The title also alludes to Quasimodo, who hid in a tower feeling subhuman and unaccepted. Do you think that society makes women over a certain age feel this way –invisible or worse?

It’s so funny that you pointed out the allusion to Quasimodo, because when I was writing this passage in the book I wasn’t even consciously aware of that layer of symbolism. I was just enjoying the word play. My unconscious mind is apparently much smarter than I am. … But, I do think society often makes middle-aged women feel unsightly, as if their aging bodies were some sort of deformity.

The people in charge of the media (mostly men) help fuel these feelings in women by featuring sexy young things in advertising, and by primarily focusing on stories about younger women in books, movies and on TV. This makes women feel ashamed of the natural process of aging, as if they’re somehow diminished by the mere act of growing older. This is the very notion I’m exploring (and fighting!) in my novel. By the end of the story, Holly has been empowered—rejecting the idea of slinking off into a tower, like Quasimodo, to hide herself away. “Spanx?” she says. “No thanx!”

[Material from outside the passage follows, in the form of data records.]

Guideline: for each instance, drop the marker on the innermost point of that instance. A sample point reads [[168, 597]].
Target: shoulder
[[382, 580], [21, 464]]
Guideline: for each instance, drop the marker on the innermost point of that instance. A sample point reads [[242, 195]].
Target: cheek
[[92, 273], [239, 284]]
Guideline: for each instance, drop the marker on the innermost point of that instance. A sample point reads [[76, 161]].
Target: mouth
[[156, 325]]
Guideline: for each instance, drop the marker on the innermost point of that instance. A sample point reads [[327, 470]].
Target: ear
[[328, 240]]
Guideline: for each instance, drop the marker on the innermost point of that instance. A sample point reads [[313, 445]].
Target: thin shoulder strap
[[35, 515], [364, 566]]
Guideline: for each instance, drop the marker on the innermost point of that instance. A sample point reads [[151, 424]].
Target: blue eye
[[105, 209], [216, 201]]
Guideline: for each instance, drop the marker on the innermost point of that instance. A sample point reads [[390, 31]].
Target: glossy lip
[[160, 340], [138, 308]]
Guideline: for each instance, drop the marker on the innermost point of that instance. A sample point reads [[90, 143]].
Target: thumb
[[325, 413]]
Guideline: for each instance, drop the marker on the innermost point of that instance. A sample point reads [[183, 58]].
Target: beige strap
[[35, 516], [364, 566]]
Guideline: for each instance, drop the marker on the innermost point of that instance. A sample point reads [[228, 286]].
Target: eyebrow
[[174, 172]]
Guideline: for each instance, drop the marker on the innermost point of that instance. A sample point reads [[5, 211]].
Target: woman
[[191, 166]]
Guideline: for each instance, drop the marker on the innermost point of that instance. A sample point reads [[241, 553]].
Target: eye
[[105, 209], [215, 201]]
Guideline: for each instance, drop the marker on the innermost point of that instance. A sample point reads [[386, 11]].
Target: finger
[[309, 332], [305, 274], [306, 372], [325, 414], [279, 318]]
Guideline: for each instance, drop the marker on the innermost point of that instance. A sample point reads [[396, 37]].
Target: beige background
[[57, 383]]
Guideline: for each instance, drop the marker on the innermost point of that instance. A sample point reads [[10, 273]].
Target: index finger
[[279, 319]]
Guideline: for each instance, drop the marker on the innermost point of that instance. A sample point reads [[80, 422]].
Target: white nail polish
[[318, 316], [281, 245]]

I wonder if one reason  why there are relatively few middle-aged female protagonists is that it takes honesty to write about aging–we don’t like to see ourselves this way. Was it emotionally challenging for you to switch from writing YA to writing adult literature?

Writing is always emotionally challenging, whether I’m telling a coming-of-age story or a coming of middle-age story. It’s not easy to let my characters be honest—about their insecurities, fantasies and deepest yearnings—because I’m painfully aware that people reading my books will assume that all the humiliating parts are based on my feelings and experiences.  Even the most sophisticated readers fall into this trap.

But when I was writing this novel, it felt especially important for me to let Holly be totally honest about what it’s like to grow older. I wanted  the women who discovered my novel to know that they weren’t in this thing alone, that someone else truly understood what they were going through.

In addition to earning numerous awards, one of your YA books, What My Mother Doesn’t Know, ended up on the American Library Association’s list of Top 100 Most Banned Books of the Decade. Why?

I’m very proud that my book made the cut. It was quite a thrill to have it included on the same list with so many writers I admire—Maya Angelou, Judy Blume, Harper Lee, Madeline L’Engle

There’s a passage, in which Sophie, the 14-year-old narrator, tells us:

Sometimes, on chilly nights, I stand close to my bedroom window, unbutton my nightgown, and press my breasts against the cold glass just so I can see the amazing trick that my nipples can do.

Because of this passage, I often receive letters from outraged parents, demanding to know why I’ve included such “filth” in my book. I tell them I think young women should be free to explore their bodies without feeling  guilt or shame. I hope girls who stumble across this moment in my book will feel less “weird,” less embarrassed by the curious and confused feelings they’re having about the changes in their pubescent bodies. 

Were there any memorable, feminist, protagonists who inspired you as a young reader?

Nancy Drew did it for me. She was one very tough, very smart cookie—an invincible, independent woman who solved mystery after mystery without any help from men.

And, of course, Jo in Little Women was a wonderful role model, too. And so was Charlotte, the indomitable spider who used words to save the day, and inspired me to try to do the same.